Later that evening I stood at my gate and watched the high-spirited newcomers galloping around.  They are funny little horses, these Welsh ponies, usually white or grey, with big flared nostrils, not pretty but animated.   When it rains or snows they just stand there, immobile, enduring, until their owner (breeding them is a hobby round here) either moves them or sells them on.  I always ask Edna, my neighbour, whose husband is one of the fanciers, what he does with them.  She told me the first year that ‘he puts them in tack’ which I took to mean they were tucked away in some nice warm stable for the winter.  But doubt set in when I was told how little they earned on the market.  Could it be that he sold them to overseas buyers for horsemeat?  I went hot and cold at the thought of my stolid companions through the long dreich winter, being minced up for burgers.  Edna is unspecific and evasive, so I don’t know the truth.

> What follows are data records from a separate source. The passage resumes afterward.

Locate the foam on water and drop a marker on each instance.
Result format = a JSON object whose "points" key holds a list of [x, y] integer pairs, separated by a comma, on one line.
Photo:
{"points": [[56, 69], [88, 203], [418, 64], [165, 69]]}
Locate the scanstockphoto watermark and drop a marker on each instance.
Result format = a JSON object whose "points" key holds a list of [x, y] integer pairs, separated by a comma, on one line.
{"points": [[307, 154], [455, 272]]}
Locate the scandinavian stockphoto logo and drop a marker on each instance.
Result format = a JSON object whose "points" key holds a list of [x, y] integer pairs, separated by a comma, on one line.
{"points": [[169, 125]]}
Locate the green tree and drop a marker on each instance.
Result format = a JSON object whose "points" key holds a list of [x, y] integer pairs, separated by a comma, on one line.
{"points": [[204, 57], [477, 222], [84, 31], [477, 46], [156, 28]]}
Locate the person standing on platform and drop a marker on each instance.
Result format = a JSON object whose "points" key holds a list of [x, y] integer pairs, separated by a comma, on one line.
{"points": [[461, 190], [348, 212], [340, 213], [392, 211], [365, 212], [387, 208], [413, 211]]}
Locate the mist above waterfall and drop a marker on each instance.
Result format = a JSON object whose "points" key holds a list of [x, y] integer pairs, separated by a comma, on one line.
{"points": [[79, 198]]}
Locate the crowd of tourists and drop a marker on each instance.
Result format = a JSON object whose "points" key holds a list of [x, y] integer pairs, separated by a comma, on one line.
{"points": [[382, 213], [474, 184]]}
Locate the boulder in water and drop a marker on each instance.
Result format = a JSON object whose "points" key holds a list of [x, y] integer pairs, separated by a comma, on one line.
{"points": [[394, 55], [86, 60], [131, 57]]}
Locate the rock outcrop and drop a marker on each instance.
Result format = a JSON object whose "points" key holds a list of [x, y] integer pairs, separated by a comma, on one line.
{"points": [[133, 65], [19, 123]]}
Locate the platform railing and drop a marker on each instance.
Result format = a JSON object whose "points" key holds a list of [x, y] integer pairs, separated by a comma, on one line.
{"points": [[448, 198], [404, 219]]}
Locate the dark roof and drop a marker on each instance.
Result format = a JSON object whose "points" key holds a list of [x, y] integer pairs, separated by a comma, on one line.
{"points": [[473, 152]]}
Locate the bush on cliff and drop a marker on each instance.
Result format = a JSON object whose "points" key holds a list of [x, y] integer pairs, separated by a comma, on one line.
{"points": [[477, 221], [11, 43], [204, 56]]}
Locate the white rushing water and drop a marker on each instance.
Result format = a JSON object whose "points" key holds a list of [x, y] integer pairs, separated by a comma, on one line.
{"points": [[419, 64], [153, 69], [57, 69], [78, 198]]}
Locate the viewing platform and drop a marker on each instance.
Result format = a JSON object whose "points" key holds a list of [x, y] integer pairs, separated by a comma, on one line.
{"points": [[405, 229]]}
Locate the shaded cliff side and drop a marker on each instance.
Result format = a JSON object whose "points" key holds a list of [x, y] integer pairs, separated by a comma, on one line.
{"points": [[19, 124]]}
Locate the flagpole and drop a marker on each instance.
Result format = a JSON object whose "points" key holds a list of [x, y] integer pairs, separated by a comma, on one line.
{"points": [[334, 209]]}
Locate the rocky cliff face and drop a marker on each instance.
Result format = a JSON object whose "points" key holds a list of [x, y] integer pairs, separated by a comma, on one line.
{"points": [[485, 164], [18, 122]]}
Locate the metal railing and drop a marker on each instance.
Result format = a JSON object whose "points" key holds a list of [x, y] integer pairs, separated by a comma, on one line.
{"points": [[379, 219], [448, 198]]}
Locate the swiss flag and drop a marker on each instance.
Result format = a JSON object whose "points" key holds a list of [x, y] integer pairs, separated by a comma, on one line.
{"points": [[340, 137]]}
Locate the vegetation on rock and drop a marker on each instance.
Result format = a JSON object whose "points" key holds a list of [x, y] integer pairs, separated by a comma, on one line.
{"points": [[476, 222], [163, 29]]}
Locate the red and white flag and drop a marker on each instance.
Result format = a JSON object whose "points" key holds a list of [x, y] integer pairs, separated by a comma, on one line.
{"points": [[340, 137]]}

I only know that, at the winter solstice, when I walked out in the pitch dark to stretch my legs after a long meditation session, I could hear them rustling near me as I skirted the lake.  Perhaps with senses heightened from meditation, I began to sense them perceiving me, examining me curiously and in a not particularly friendly manner.  It was a clouded, moonless night and I could see nothing in the dark.  My heart started to thump.  I was scared.  It seemed that the darkness was revealing their true agenda.  I walked as quickly as I safely could back through my gate.

I have had more respect for them since that.  Last night I heard them galloping, whinnying and neighing on and off throughout the whole night, disturbed no doubt to find themselves so suddenly transported to this open common, with kites, curlews, coots and lapwings for company. And me of course.  I raked up the grass cuttings from a strimming session and put them out on the common for them to eat.  They glared at me balefully, clearly wishing to get over the cattle grid and back to my rich grass, not be content with my offering.  But they did eat the cuttings.